4月中に可能ならば、私「筑波山麓」のサイトにWRC(Water Recearch Centre)の文献の翻訳(定量下限値の求め方、IUPACと同じ方法)、その他を順次掲載していく予定なので、将来はそちらを参照ください。今は、分析方法の英訳のみです。
http://www3.ocn.ne.jp/~tukubasa/

−続く−

No.21466 【A-4】

Re:ガラス体積計の不確かさ

2007-03-04 18:06:47 なんちゃって計量士

めーめ 殿 少し難しく考え過ぎの様です。

水温20℃のとき0.99823
水温 4℃のとき1.00000
水温 3℃のとき0.99999
水温 2℃のとき0.99997
水温 1℃のとき0.99993

 数値は必ず、御自分で再度ご確認ください。

20℃で100ml計量したときの重量は99.823g
これに対して他の温度のときどれだけ差が出るか?
また20℃のときどれだけ差が出るか?
と単純に考えてください。

 温度は厄介です。二次標準温度計(所謂我々が温度計メーカーから購入出来る校正温度計)を使用したとしても、計測温度と現場温度が平衡するのに時間がかかります。
 4℃を計測して20℃を計測するなら数時間程度で平衡になりますが、逆に20℃を計測してから4℃の場合には、経験上24時間程度かかるようです。
 以前、二本の二次温度計を平衡させ、片方を80℃近辺を計測し、室内放置で再度平衡するのに24時間では平衡まで達しませんでした。
 大体、標準温度計自体高価なので何本も購入出来ない上、実用に耐えるのは一二年ですから。

回答に対するお礼・補足

御礼が遅れて申し訳ございません。

いろいろ文献を漁っているのですが、頭の中で情報がゴチャゴチャになっていました。現在も完全には整理しきれていない状況です。

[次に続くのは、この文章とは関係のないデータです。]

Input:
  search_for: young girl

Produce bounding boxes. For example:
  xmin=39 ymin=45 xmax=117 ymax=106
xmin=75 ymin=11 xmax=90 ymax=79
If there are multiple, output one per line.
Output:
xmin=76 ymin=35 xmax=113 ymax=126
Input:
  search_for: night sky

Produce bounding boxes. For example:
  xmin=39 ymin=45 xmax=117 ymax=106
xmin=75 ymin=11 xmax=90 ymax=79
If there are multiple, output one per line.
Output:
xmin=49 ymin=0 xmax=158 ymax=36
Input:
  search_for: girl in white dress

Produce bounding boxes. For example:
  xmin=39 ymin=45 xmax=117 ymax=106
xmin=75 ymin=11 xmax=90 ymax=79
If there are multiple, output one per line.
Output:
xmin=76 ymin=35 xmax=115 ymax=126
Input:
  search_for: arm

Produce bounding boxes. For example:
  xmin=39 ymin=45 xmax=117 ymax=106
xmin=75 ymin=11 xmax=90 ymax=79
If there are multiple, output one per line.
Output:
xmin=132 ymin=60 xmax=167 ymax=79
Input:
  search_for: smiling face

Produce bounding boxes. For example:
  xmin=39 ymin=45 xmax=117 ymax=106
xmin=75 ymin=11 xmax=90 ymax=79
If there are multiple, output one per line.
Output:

化学試験の不確かさについて、自分なりになんとかマスターしたいと思います。

No.21454 【A-3】

Re:ガラス体積計の不確かさ

2007-03-02 19:28:34 火鼠

良くわかっていない者から。一言。もし17025取得の関係なら気圧補正も考えてくださいね。また、ホールピペットの材質も、常識として、理解が必要です。材質によって、膨張率違いますから。材質ごとの膨張率は、使用している計量器のメーカか、カタログをみてください。ガラス計量器と言っても、素材、精度、違いますから。注意したほうがいいかも?

回答に対するお礼・補足

御礼が遅くなって申し訳ありません。

ご推察のように17025取得の関係で今回のような質問をさせて頂きました。
気圧補正なども考慮するつもりではありますが、気圧による誤差はかなり小さいと思われます。(まだ実際に検討していませんが・・・)

なんとか審査に間に合うようにしたいと思います。

No.21450 【A-2】

Re:ガラス体積計の不確かさ

2007-03-02 12:33:22 なんちゃって計量士

めーめ 殿

 基本的な点に付いて、貴方は過誤が有る様なので、確認して頂きたい。

 液で在ろうと、瓦斯で在ろうと、温度は標準状態に換算して考えるのが基本です。(但し、標準状態の定義は種々有るので注意が必要)

 温度が標準でない場合には、目的の内容物だけでなく、容器も温度により伸縮する事に御注意頂きたい。

 基本的に容積の変動は、線膨張係数の三乗ですが、計算通りで済むなら確認は誰もしません。何故しなければいけないか、現実は理想状態では有りませんから。(膨張係数の差の三乗だけ誤差が拡張される)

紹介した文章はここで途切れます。